1. Thobani has continued her work despite facing numerous ad hominem attacks in the Canadian and US, including some feminist media (e.g. King, 2011).

2. That these rescue scripts rarely translate into more resources for vulnerable women is illustrated by the forced marriage and honour crime discourses, which swiftly joined neoliberal, punitive and anti-immigration agendas by creating new grounds for incarceration, deportation and border fortification, at the very time that refuges and services for Asian women were having funding withdrawn and being closed (Razack, 2004; Wilson, 2007).

3. Among other events, the Mapping Homonationalism conference organized in Berlin in December 2010 brought together transnational activists and academics working on these issues.

4. At the same concluding panel, Dutch sexuality theorist Gert Hekma was able to call Muslims pedophiles and make fetishistic statements about black people’s sexualities. Hekma had already announced his plan to defend ‘white secular ideas above a Muslim ideology that has no good record when it comes to these [gay and women’s] rights – not in Holland, Europe or the Middle East’ more than a week earlier, in an email to the organizers and panellists (19 January 2011). Besides Fatima El-Tayeb and I, the two queer of colour panellists, no one responded to this at all, and it is likely that business would have proceeded as usual had we not withdrawn from the panel. The organizers subsequently released a public statement whose lack of accountability was compounded by how the blame for the bad diversity work was put instead on the few people who had worked to challenge the racism at the conference (www.sexualnationalisms.org/state­ment-february-2nd-2011.php).

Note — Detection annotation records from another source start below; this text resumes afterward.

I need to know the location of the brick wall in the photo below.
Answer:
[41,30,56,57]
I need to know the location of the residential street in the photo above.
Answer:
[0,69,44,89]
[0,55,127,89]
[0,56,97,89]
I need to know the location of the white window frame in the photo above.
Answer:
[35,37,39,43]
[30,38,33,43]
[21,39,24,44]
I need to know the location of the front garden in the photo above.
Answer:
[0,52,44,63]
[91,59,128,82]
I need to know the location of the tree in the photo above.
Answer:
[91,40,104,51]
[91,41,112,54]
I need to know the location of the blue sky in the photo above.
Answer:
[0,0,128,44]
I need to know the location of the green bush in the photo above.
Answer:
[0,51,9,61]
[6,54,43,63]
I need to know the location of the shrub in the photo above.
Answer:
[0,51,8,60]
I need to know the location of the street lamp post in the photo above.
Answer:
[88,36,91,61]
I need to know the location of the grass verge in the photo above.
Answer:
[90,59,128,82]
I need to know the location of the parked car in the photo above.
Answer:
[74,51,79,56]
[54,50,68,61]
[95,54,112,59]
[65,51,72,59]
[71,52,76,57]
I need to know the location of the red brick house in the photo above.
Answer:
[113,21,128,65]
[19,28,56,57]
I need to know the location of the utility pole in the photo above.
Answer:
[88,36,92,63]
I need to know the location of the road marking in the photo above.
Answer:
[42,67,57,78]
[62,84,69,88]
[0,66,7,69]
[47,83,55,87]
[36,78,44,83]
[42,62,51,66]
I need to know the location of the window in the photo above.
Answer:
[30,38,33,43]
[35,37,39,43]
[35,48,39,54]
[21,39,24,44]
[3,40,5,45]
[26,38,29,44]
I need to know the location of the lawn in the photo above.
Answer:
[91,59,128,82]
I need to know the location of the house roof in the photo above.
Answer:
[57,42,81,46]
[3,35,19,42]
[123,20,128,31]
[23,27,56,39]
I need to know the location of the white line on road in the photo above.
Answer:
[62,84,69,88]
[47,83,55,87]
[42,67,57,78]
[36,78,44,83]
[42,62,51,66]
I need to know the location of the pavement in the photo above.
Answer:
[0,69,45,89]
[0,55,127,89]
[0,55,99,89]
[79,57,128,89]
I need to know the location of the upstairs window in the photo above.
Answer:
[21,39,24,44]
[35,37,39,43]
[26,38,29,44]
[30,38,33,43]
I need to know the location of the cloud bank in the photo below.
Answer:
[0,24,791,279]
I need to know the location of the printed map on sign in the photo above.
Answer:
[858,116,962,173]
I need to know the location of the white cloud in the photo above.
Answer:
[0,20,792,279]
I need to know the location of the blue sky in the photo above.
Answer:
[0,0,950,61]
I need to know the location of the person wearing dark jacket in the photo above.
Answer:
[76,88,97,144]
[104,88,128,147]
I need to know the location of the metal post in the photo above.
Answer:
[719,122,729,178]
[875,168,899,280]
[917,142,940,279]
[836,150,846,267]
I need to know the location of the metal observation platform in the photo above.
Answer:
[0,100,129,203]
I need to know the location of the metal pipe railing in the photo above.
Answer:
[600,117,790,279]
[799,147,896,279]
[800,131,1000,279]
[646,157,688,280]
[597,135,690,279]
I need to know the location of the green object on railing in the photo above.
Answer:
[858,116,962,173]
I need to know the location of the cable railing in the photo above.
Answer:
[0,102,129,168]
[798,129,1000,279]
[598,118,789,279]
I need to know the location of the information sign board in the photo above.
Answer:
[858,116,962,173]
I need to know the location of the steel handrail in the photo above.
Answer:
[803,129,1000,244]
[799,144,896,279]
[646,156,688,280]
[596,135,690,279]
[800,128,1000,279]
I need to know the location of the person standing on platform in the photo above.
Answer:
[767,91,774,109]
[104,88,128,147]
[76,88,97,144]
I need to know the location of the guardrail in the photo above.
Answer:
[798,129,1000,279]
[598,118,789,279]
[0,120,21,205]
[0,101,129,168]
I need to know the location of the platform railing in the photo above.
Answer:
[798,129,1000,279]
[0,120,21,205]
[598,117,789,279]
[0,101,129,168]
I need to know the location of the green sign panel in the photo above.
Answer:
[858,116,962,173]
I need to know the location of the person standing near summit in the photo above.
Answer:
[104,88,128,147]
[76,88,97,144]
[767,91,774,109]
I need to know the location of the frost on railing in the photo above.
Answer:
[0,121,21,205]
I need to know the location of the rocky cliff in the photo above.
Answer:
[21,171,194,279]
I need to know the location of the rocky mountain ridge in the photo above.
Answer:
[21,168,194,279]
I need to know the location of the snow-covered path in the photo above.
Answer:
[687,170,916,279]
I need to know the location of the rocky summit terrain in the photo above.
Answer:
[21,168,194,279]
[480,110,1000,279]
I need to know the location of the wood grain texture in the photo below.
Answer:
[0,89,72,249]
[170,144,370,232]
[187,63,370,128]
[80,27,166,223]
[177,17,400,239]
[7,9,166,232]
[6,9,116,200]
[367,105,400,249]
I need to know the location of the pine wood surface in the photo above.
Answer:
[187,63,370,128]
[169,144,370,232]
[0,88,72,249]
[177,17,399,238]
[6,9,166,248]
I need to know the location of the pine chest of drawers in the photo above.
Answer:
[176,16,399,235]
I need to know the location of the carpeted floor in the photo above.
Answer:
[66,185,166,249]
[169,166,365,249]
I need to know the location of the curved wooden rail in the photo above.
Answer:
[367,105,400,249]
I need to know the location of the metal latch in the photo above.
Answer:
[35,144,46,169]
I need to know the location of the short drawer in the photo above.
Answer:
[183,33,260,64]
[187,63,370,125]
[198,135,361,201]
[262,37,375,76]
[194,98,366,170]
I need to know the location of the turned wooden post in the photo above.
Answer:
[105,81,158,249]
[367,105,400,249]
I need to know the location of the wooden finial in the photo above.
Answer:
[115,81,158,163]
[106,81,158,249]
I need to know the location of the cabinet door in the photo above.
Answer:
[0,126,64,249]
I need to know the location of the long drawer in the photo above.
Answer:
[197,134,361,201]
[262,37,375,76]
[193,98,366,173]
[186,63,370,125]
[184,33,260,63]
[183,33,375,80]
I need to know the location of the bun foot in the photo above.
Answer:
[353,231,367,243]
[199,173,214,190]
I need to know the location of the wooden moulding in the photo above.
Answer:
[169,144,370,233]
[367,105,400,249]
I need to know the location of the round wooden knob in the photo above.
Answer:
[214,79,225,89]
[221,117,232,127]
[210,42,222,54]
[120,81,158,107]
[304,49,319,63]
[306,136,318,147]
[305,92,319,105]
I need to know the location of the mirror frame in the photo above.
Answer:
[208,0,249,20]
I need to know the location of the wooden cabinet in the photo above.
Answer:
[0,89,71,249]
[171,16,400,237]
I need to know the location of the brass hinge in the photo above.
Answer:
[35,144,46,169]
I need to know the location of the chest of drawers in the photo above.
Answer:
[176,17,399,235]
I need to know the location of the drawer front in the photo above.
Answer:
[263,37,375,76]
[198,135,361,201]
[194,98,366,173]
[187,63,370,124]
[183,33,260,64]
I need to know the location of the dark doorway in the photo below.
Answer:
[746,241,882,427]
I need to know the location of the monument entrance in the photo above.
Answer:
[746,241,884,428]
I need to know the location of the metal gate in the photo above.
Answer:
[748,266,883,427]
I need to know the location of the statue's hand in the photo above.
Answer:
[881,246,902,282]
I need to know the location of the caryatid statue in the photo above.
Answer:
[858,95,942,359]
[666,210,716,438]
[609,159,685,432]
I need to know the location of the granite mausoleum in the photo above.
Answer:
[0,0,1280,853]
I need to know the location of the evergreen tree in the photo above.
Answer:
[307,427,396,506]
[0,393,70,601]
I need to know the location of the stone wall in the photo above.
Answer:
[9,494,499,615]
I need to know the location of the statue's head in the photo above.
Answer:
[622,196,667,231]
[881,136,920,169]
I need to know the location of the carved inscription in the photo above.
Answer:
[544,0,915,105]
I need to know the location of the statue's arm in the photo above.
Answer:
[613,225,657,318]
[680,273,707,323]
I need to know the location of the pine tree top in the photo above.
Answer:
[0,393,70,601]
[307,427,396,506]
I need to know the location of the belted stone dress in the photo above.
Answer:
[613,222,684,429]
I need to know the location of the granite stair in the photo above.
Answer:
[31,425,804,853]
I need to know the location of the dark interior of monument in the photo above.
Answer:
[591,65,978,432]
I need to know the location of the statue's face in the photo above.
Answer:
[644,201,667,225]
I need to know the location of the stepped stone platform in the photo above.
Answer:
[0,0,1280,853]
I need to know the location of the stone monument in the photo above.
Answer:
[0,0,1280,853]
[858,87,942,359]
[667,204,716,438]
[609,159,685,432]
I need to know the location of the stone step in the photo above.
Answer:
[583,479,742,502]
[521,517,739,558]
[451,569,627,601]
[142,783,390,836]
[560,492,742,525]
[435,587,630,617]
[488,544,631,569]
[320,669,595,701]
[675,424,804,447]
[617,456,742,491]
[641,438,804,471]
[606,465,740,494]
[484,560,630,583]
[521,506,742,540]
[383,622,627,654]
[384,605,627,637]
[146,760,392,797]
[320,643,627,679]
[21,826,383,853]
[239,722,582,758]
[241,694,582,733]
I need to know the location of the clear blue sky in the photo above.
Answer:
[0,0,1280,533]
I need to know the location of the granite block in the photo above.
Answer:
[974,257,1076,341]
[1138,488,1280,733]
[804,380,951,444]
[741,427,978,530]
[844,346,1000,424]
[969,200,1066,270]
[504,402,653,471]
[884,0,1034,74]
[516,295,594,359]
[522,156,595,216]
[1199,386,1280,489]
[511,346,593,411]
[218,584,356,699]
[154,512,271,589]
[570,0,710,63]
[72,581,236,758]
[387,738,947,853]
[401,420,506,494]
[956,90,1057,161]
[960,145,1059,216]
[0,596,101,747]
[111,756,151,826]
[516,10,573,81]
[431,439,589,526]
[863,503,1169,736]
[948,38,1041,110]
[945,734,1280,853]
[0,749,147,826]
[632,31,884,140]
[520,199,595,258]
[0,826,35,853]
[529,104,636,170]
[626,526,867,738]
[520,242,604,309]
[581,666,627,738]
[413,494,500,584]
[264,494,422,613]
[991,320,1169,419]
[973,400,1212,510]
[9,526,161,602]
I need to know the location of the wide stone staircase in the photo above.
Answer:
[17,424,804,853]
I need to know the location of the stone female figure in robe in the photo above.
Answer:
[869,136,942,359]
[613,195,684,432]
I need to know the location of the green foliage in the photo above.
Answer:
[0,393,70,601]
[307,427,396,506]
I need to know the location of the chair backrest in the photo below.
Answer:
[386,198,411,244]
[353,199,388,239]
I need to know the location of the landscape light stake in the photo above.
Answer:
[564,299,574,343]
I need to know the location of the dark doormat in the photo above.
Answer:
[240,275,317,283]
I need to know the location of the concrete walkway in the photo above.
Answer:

5. It is important to examine how what at first sight appears to be a confusing granting and taking away of rights and entitlements, and the progressive erosion of civil rights and civil liberties within a regime that is nevertheless democratic, is not just an aberration from the inclusionary project of the nation-state (and its supranational equivalents) but rather, in contexts of imperfect decolonization, its fulfilment (e.g. Bassichis and Spade, forthcoming; Smith, 2007).